还要重点说明一个问题,就是“政治路线确定之后,干部就是决定的因素”、“干部决定一切”的适用范畴问题
针对像马克思、恩格斯、列宁,这样职业的革命家、理论家、科学家、具有高度的革命性和自觉性导师来说,除了偶尔可能会犯一些小错误外(完全不犯错误的所谓“圣人”是不存在的,关键是看所犯错误的大与小,轻于重,属于一般性错误,还是产生了严重后果的错误,是原则性错误,还是非原则性错误,是影响全局性的错误,还是仅仅针对小范围内的错误。),本身就是旗帜,就是航向,就是路线,这样的领袖是无需用组织纪律来约束的,可以适用大方向确定之后,“政治路线确定之后,干部就是决定的因素”、“干部决定一切”。

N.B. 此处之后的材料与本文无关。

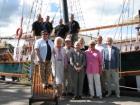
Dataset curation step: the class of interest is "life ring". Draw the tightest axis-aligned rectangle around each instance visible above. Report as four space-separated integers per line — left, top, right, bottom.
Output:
16 28 23 39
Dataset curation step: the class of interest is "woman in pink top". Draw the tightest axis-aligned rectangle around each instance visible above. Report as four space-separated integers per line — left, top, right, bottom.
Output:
85 40 102 99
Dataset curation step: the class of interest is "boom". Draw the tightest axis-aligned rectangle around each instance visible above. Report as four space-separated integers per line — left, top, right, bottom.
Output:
80 21 140 32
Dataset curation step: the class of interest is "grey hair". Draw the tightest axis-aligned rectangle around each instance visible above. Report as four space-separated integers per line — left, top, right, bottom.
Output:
88 40 96 45
54 37 64 46
106 37 113 43
78 37 85 44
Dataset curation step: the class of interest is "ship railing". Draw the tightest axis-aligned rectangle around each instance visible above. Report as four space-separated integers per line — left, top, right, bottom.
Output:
119 70 140 76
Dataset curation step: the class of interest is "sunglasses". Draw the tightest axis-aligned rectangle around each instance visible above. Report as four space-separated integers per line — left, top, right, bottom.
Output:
42 32 49 35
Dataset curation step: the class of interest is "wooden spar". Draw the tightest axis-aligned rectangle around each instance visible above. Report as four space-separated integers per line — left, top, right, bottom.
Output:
80 21 140 32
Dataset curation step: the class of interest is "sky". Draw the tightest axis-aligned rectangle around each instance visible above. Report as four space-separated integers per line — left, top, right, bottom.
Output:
0 0 140 42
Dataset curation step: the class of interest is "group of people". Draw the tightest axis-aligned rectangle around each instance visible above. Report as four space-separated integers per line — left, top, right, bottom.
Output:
32 14 120 100
34 33 120 99
32 14 80 45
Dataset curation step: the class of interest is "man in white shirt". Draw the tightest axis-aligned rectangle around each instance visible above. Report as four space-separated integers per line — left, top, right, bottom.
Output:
95 36 104 56
34 30 54 89
95 35 106 96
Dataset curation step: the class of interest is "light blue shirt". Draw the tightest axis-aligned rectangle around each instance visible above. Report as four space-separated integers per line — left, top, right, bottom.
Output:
35 38 54 62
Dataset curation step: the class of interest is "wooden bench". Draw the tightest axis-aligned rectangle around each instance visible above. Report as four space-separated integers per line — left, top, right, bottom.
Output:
0 72 27 78
29 64 58 105
0 62 29 82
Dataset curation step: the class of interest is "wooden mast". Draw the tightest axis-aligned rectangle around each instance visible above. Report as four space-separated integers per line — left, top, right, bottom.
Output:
62 0 69 24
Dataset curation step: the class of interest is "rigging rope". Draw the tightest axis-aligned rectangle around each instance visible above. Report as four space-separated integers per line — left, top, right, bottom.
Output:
77 0 88 36
112 0 127 78
32 0 39 24
114 0 127 40
73 0 80 21
130 0 135 44
39 0 43 14
69 0 87 36
77 0 86 28
125 0 130 41
98 0 106 32
43 1 60 23
68 0 74 15
43 2 49 16
16 0 25 46
21 0 25 28
59 0 62 19
25 0 37 33
52 6 60 22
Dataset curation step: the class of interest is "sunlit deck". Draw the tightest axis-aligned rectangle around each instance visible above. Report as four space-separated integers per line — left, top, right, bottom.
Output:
0 82 139 105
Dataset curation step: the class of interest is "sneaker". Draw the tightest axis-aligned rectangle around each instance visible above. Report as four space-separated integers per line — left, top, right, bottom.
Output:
116 94 120 98
78 96 82 100
99 96 103 99
72 96 78 100
90 96 94 99
105 93 111 97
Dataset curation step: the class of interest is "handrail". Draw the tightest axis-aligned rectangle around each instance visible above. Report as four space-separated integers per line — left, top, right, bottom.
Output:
119 70 140 76
0 72 28 78
0 61 31 64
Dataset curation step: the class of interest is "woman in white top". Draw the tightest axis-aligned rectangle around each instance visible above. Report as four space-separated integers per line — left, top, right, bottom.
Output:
52 37 67 98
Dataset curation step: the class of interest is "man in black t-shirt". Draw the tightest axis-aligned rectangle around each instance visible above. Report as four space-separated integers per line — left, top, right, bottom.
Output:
32 14 43 39
68 14 80 45
54 19 69 39
43 16 53 36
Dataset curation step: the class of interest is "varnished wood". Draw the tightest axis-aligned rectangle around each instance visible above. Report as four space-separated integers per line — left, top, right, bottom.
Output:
120 70 140 76
29 64 58 105
80 21 140 32
0 72 27 77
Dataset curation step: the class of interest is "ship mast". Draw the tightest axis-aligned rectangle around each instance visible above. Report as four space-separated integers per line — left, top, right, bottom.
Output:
62 0 69 24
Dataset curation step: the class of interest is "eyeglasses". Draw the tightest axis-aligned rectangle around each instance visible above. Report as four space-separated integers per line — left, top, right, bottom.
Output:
41 30 49 35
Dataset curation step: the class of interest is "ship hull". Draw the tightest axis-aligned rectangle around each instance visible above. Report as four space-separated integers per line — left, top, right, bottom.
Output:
120 50 140 92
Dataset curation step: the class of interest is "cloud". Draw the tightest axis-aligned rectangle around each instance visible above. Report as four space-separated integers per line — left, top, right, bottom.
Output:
0 0 37 36
0 0 140 39
0 0 20 27
79 0 140 29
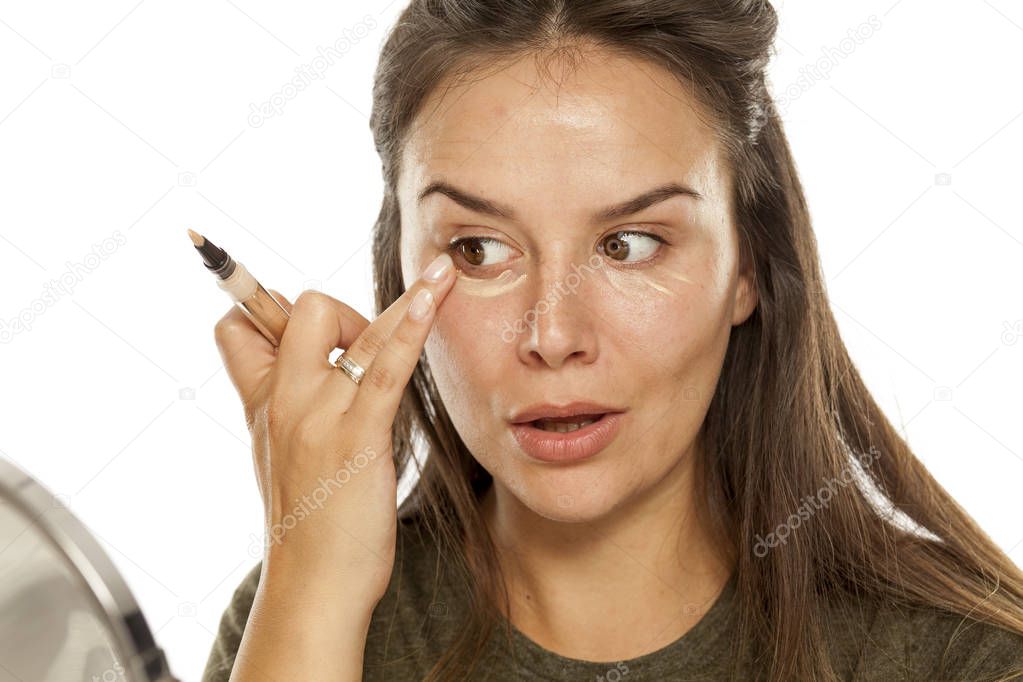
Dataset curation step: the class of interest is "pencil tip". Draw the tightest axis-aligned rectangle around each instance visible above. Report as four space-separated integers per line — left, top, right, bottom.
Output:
186 228 204 247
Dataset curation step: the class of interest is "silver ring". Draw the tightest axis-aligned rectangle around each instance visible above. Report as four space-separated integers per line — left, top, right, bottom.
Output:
334 350 365 385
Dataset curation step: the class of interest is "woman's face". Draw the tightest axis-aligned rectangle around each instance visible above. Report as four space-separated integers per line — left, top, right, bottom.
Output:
398 48 757 522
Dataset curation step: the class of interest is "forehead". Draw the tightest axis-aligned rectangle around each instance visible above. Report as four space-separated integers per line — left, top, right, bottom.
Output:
399 47 726 213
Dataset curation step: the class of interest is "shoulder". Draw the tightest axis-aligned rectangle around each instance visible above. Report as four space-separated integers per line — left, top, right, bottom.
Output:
200 513 453 682
842 594 1023 681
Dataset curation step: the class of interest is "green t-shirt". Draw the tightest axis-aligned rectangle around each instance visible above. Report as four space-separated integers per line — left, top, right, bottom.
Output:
201 515 1023 681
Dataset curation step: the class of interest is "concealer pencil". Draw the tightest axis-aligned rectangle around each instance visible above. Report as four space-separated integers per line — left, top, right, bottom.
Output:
187 229 291 346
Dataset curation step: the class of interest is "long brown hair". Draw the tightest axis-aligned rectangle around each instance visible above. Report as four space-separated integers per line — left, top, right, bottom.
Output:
367 1 1023 679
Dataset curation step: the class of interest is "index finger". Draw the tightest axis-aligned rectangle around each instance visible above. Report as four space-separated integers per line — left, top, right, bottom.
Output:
336 253 457 382
278 253 458 384
345 256 457 424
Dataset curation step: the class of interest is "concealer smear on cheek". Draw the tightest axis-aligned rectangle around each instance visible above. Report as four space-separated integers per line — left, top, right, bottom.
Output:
596 262 697 301
451 267 529 297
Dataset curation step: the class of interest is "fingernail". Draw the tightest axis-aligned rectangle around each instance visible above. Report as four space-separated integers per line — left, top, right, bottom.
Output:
408 288 434 320
422 253 453 282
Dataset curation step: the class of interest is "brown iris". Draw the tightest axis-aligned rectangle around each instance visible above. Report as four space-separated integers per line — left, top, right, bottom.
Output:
455 237 487 267
601 232 631 261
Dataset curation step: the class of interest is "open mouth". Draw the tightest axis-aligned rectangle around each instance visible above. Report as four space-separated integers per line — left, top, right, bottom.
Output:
509 411 625 463
528 413 606 433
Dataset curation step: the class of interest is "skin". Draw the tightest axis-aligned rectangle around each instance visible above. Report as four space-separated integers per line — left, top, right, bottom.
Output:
398 44 758 662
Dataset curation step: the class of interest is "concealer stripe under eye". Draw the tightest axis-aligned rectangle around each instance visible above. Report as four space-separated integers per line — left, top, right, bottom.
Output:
597 263 698 300
452 268 528 297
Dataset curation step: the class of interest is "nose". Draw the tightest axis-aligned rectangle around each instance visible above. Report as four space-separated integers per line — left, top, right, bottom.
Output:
515 249 599 370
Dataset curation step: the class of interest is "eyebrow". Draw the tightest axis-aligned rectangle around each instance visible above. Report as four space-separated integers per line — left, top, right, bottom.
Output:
417 180 703 222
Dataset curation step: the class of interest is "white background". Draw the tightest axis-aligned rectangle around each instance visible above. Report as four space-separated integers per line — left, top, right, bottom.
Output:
1 0 1021 679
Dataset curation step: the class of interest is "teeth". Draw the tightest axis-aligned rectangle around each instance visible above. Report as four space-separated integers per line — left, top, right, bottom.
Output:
535 418 597 433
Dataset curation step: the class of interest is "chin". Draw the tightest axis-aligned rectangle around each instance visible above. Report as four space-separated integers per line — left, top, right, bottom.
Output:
507 468 625 523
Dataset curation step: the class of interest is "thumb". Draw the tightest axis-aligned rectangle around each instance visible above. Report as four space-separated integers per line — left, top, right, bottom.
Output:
213 288 293 409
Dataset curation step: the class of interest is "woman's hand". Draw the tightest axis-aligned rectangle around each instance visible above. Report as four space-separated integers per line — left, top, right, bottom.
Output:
213 252 455 606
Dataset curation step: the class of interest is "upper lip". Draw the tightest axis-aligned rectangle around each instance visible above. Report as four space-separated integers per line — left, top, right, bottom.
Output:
509 401 626 424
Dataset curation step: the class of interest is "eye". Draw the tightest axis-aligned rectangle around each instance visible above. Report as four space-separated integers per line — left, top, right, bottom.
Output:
447 236 515 268
447 229 667 271
599 230 666 264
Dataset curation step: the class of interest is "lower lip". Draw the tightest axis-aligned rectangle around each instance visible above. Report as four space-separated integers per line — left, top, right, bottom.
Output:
509 412 625 463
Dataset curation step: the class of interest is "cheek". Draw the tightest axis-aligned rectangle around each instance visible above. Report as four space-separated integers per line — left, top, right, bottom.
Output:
424 273 528 390
423 284 524 460
588 255 732 360
433 268 533 349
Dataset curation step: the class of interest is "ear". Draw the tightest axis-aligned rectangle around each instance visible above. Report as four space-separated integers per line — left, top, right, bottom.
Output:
731 231 758 326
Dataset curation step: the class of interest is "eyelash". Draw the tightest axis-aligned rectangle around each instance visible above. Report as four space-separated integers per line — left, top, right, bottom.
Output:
446 230 669 271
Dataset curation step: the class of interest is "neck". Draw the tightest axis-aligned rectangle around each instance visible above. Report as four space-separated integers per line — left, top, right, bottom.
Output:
481 449 733 662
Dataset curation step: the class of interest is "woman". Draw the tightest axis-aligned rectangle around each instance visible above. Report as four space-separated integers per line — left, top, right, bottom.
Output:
201 1 1023 680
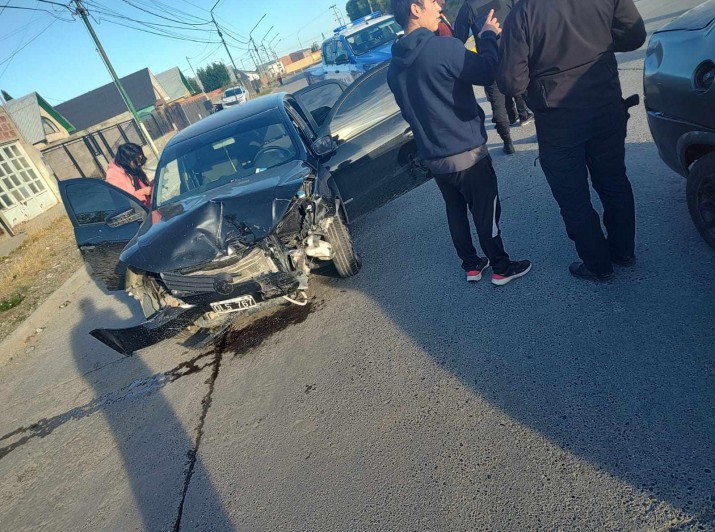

而针对绝对多数的一般的党政领导干部而言,甚至包括像斯大林、毛泽东、邓小平等等这些一时的国家领导人,缺乏必要的比较彻底自觉性甚至革命性的领导干部,某种程度怀有极大的个人野心的领导干部,动不动就要“和尚打伞,无法无天”的领导干部,动不动都要以百姓“父母官”自居的领导干部,动不动都要居功自傲,躺在功劳簿上吃老本、不思进取,或者贪吃贪喝、开始腐化享乐的领导干部,时不时都要想着“一人得道,鸡犬升天”,乱搞任人唯亲、裙带关系、拉帮结派的领导干部,打着共产主义信仰的旗号,实际抱有极大的为个人争权夺利不良用心的钻进党内的蛀虫,必须用严格的正确的民主集中制纪律来约束,用带有根本性长远性特征的社会主义民主政治制度来约束,来制约其权力的行使,不能适用“政治路线确定之后,干部就是决定的因素” 、“干部决定一切”。如果再拿这两句话来说事,那也只能成为这些不完全的半吊子的领导干部实施个人专权、损公肥私、或者权力世袭、由“社会公仆”转身变成“社会主人”,重新压迫劳动人民的挡箭牌,遮羞布,甚至直接导致社会主义初级阶段异化变色、资本主义复辟的挡箭牌,遮羞布。当然,针对绝对多数的即使革命性自觉性较高,而学习性、上进性不足,对马克思列宁主义掌握不够,对科学社会主义理论领会认识不足,创新性不到位,理论性不强的领导干部,对现代民主政治制度和现代经济发展规律不能适应的领导干部,能力不足、本领不大、脾气不小的领导干部,大错不犯、小错不断的领导干部,也不能适用“政治路线确定之后,干部就是决定的因素”、“干部决定一切”。因为,斯大林说这样两句话,本身就是一个错误,不够格的错误,毛泽东更是斯大林的学生,更是如此。这样两句话,需要马克思、恩格斯、列宁这样的革命领袖来说,才合适,才够格。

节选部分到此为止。